此時,他身側的馬休詭異一笑。手掌朝下探,快速在馬克萊的球褲上晃動了幾下。
下一刻,看台上的球迷們,發出一陣哄堂大笑。
“天呐!馬克萊球褲竟然掉了。看來他應該向阿迪達斯公司投訴,不得不說,馬克萊身材很棒,做花花公子的封面男模毫無問題……”演播室裡,鮑比.伯曼和查爾亞當斯快笑噴了。
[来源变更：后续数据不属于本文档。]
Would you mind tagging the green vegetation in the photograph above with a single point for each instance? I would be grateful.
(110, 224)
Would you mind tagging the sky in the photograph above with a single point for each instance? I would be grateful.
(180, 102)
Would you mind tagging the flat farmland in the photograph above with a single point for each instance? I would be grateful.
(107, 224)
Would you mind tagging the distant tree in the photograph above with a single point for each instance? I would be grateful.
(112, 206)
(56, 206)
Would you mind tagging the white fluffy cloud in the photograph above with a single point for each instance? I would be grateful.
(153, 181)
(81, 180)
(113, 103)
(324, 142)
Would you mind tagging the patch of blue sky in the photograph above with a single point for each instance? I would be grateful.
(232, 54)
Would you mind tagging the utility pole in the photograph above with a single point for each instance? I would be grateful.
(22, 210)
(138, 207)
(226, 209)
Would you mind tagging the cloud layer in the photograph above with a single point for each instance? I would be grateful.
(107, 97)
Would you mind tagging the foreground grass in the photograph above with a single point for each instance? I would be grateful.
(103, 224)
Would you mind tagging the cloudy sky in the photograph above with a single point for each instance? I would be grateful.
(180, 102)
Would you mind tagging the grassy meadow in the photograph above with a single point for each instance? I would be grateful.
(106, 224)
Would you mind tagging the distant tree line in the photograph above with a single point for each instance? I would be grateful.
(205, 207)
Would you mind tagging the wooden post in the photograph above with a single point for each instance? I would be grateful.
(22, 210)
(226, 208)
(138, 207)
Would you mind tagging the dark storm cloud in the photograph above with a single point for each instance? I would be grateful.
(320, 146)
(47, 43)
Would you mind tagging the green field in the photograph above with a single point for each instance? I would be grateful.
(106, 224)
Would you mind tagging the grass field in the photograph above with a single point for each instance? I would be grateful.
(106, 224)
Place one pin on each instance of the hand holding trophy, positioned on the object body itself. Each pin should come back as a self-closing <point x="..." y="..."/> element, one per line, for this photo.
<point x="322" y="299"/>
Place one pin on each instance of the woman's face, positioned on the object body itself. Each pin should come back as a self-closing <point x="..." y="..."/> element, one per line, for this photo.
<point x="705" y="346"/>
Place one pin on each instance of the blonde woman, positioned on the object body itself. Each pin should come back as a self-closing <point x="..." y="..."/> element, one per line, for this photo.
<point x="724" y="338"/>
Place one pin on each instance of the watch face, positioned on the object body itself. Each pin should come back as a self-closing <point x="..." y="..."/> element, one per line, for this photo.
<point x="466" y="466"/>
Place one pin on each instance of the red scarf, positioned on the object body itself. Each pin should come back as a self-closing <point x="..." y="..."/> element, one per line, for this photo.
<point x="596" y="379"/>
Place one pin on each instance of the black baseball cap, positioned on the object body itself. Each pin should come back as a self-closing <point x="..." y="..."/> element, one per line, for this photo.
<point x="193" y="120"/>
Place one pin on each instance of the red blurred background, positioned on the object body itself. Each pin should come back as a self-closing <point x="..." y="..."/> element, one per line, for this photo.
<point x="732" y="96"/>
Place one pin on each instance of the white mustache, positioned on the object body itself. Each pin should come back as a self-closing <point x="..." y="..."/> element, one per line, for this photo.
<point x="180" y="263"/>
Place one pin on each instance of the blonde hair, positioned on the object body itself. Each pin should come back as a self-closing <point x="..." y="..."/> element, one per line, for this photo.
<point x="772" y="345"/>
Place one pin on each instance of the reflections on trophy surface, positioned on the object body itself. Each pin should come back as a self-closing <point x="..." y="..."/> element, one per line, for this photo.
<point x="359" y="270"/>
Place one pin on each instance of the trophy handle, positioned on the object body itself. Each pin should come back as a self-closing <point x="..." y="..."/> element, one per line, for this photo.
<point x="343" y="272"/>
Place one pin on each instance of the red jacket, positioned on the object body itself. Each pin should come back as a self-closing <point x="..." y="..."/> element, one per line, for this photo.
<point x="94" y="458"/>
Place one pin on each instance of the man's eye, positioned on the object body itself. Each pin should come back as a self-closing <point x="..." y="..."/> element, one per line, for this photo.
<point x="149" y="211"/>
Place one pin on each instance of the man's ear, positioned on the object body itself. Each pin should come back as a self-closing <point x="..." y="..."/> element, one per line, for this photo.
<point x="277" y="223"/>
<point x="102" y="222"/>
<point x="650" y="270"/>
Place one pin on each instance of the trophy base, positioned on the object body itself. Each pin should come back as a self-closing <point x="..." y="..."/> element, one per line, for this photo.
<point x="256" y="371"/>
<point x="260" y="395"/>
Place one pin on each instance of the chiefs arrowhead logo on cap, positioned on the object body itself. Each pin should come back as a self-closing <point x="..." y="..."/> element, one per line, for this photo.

覺得下面涼颼颼的,馬克萊掃了眼,發現球褲被扒拉下來大半截,正可憐兮兮掛在大腿上。
馬克萊暴走了,盡管不知道為什麽這樣?但他敢肯定,這事和馬休脫不了關系。
“我去,你不是牛嗎?哥的藍翔脫衣術,可不是吹的!”
馬休嘿嘿一笑,順勢搶過球,站在馬克萊面前,嘲諷般的目光落在了他身上。
“混蛋,敢耍我。我發誓,待會讓你躺著下場。”
馬克萊一瞪眼,額頭狠狠抵在馬休額頭上,來了一個深情觸碰。
馬休也不慫,同樣用額頭抵著馬克萊,嘴裡還兀自碎碎念。
“白癡,麻煩先把褲子穿好。你這樣搞,我提不起戰鬥力!”
馬克萊猛然醒悟,慌忙一把提上球褲,腦門冒出了一條條黑線。他暴脾氣上來了,耿直的推了馬休一把。剛才還很剛的馬休此刻仿佛化身為柔弱少女,仰面朝天倒地,落地之前還順勢轉了個身,把皮球死死壓在身下。
攝像師很專業,此刻山谷球場的液晶大屏上。馬休的表情一臉迷茫,還夾雜著震驚,正傻傻看著馬克萊。
主場球迷不幹了,紛紛大喊。紅牌,紅牌,紅牌……
哨聲響起,主裁判來了,好不容易逮著個裝逼的機會,他血液沸騰了。
來到兩人跟前,主裁判用帶著審判者般的目光,憐憫的看著馬克萊。
主裁判瀟灑的掏出一張紅牌,高高舉起,向場外指了指,示意馬克萊離場。接著又是張黃牌,在馬休面前晃了晃,在小本上記錄著什麽?